Enigmail Standard In Mandrake 9.0

AxelTorvalds writes "The Mozilla 1.1 RPMs in Mandrake 9.0 contain the enigmail plugin. It seemlessly encrypts, signs, decrypts and authenticate email with GPG or PGP in the Mozilla Mail client. This is the first major distributor I know of to support enigmail. With this and Evolution and Kmail both supporting GPG and PGP are we at the dawn of that golden age when encrypted email will be commonplace?" Update: 09/15 17:26 GMT by T : Borked link fixed.

Gentoo ships enigmail with moz1.1

[Tester]

I'd like to point out that the mozilla 1.1 ebuild in gentoo actually includes enigmail... But yes I know that it is still masked for some reason that's outside of my understanding.

Golden Age Ahead

[RPoet]

"With this and Evolution and Kmail both supporting GPG and PGP are we at the dawn of that golden age when encrypted email will be commonplace?"

Yes, definitely. With the three most popular e-mail clients in the world (Mozilla Mail, KMail and Evolution) all supporting encryption, I'm sure e-mail encryption will finally be the rule.

Re:No.

[Jeremiah+Cornelius]

> No. Because we are not all paranoid?

>What's next? Scrambling your voice over the
>telephone?

You really don't get the point about common-place message encryption yet.

I hope I can illustrate this in a helpful way, without appearing to condescend:

All plain-text e-mail - without encryption - can be likened in the snail-mail model, to a post-card. The message contents, sender and receiver, are all in plain view of anyone who might take a notice. At its most mundane, message cryptography can be seen as providing the equivalent of a digital envelope.

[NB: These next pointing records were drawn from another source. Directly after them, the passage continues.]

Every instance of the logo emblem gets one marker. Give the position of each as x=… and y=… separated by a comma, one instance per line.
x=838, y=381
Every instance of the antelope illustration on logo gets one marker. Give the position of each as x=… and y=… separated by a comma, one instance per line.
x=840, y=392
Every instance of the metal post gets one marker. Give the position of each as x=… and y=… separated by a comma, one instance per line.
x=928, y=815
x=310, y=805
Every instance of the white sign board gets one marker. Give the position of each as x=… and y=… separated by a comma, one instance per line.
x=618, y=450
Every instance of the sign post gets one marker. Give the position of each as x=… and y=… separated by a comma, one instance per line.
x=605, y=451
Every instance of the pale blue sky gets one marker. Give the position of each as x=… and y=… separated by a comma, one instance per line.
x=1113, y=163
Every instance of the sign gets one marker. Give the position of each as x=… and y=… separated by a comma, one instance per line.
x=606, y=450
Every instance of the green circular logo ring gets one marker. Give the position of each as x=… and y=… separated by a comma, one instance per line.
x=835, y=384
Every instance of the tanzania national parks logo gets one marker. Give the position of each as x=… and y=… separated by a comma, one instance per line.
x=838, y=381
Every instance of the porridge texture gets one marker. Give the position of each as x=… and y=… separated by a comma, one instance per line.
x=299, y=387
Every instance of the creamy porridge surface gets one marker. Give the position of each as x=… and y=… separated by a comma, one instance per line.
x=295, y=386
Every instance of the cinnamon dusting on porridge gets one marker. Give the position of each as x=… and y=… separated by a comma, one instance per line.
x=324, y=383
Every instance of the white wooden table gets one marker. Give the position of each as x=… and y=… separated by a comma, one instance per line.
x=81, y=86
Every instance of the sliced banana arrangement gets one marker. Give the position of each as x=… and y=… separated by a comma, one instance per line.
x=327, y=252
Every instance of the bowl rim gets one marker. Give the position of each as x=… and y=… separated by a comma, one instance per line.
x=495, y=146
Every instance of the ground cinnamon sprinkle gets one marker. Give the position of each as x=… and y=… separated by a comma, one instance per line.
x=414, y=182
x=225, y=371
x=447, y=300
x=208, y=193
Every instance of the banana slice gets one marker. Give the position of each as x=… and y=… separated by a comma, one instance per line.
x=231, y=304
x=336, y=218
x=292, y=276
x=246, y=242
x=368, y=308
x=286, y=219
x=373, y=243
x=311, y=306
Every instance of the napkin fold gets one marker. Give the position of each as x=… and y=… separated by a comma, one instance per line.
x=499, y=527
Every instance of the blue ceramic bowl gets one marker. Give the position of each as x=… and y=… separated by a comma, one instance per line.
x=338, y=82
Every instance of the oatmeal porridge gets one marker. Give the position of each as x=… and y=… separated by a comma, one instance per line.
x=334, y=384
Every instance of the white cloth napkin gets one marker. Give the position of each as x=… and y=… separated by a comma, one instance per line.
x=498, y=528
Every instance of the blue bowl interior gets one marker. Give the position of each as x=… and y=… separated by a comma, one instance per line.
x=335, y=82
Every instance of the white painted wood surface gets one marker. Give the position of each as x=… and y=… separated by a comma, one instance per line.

Of course, e-mail is not a postcard. In fact, the situation is better compared to sending postcards through a system which photocopies your message every time it passes through another station or container in its transit.... Oh, and every time it is photocopied, it is done by a different individuals and agencies, many of whom you may never have had any prior contact or relationship.

The desire to manage who has access to thecontent of such messages is not paranoia. If you are in the habit of sending e-mail in the context of any business, deploying encryption and certificate technologies would fall under the domain of "Due Dilligence". Not using them routinely would constitute failure to exercise "Due Care" - both of which have considerable legal and regulatory implications.

If you are an executive, a middle-manager or systems administrator, a tool like PGP now enables mail as a trusted path for exchange within your own organization sensitive information that would otherwise have to be circulated by more cumbersome means.

When you consider the wide variety of purposes for which most all people use SMTP as a transport, it is irresponsible to marginalize the use of encrypting mechanisms, or to view advocates of their use with suspicion.

Or, you can keep stapling your phone-bill to a 3x5 card! ;-)

Re:No

[Alan]

This is where those little USB keychain hard drives will become useful... just carry it around with all your other "keys" :)

Excellent Idea, but it needs more work

[tweakt]

YES! I've been wanting to do this. It makes me wish that there was a way to better integrate the concept with things like PGP/GPG, etc.

To the best of my knowledge, PGP looks at a path you specify for the keyring files, now on windows I imagine when you stick the USB keychain disk in, it gets whatever available drive letter it gets. So them you have to go set PGP to look at the right drive.

Under linux I guess it would always mount to the same path, but how does the system know what user inserted the card? Would it mount as UID root? Thats not good. If it's formatted ext2 I guess the UIDs would have to match. But thats weak.

What i'm thinking is PGP (etc) need an API so you can press a button that says "I am going to stick in my keychain with my keyrings on it now", and when the device is detected, the system only allows PGP access to read it, and only to the current user.

Dunno if that makes sense, but the USB keychains are perfect for that sort of thing, cause your private never needs to be readily available unless you're actively using it. And then only breifly. Leaving it sitting in ~/.pgp (or "C:\Documents And Settings\Application Data\Network Associates\PGP") is just uneeded risk.